Request these before you finalize your LOI or within the first week of due diligence. Any resistance to producing these documents is itself a red flag.

10 Document Requests That Catch Everything

  1. Customer revenue report by account — three years, sorted by total billings. You're looking for concentration. Any customer over 15% of revenue gets flagged. Over 30% gets a transferable contract or you renegotiate.
  2. Fleet inventory with VINs, mileage, and maintenance logs — every vehicle. Run VIN checks independently. If maintenance logs don't exist, assume the worst about vehicle condition. Budget replacement costs for anything over 120K miles or 8 years old.
  3. EPA Section 608 certifications for all technicians — current, not expired. Cross-reference against the employee roster. If uncertified techs are handling refrigerant, you have a compliance liability.
  4. Refrigerant purchase and recovery logs — three years. These should exist. If they don't, that's a compliance gap you can't afford to inherit.
  5. Contractor license documentation — the license itself, who holds it, whether it transfers, and the state's process and timeline for license transfer or new issuance. Get this confirmed with the state board directly, not just the seller.
  6. AR aging report — current, with 30/60/90/120+ day buckets. Anything over 90 days gets zeroed out of your valuation.

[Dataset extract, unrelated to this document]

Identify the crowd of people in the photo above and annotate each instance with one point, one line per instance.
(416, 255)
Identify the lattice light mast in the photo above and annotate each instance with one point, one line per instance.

Have your CPA review the report against actual collections in the bank statements.
  7. Warranty schedule — every system under warranty, the warranty terms, and the historical callback rate. If this document doesn't exist, assume every install from the past five years carries a labor warranty you'll need to honor.
  8. Insurance certificates and claims history — GL, workers comp, commercial auto, umbrella. Current policies plus claims history for the past five years. A high frequency of workers comp claims tells you about the safety culture. A gap in coverage tells you about the owner's priorities.
  9. Employee roster with tenure, certifications, and compensation — you need to know who's staying, what they cost, and whether any of them are critical to the operation. Cross-reference against the revenue-by-technician data to identify your key producers.
  10. Three to five years of bank statements — directly from the bank, not from the seller. This is non-negotiable. Bank statements are the source of truth for everything else.

The single most important thing on this list: Have your CPA reconcile bank deposits to reported revenue. This one step catches more problems than everything else combined. If the deposits don't match the tax returns, every other number in the deal is suspect. If they do match, you have a foundation of trust to build on.

Ready for the full due diligence deep dive? Chapter 4: Due Diligence for HVAC Acquisitions covers the complete inspection checklist — customer contracts, fleet condition, licensing, insurance, employee retention, and more.


How to Use This List Without Killing Good Deals

A final word, because I've seen this go wrong in both directions.

This list exists to protect you from catastrophic mistakes. It does not exist to give you an excuse to never pull the trigger. Analysis paralysis kills more acquisition dreams than bad deals do.

Every HVAC business you evaluate will have problems. Every single one. The perfect company with pristine books, a new fleet, happy employees, transferable licenses, five-star reviews, and growing revenue doesn't go up for sale — because why would it?

You're buying something imperfect and making it better. That's the entire game.

The skill is distinguishing between the 12 problems listed above — the ones that fundamentally break the economics or legality of the deal — and the normal, fixable, budget-for-it issues that come with every small business acquisition.

Find the deal-killers fast. Negotiate the yellow flags. Ignore the cosmetic stuff. And when the numbers work and the structure is sound, close the deal and get to work.

You didn't spend 15 years fixing other people's HVAC systems to spend another 15 analyzing spreadsheets. At some point, you have to turn the wrench.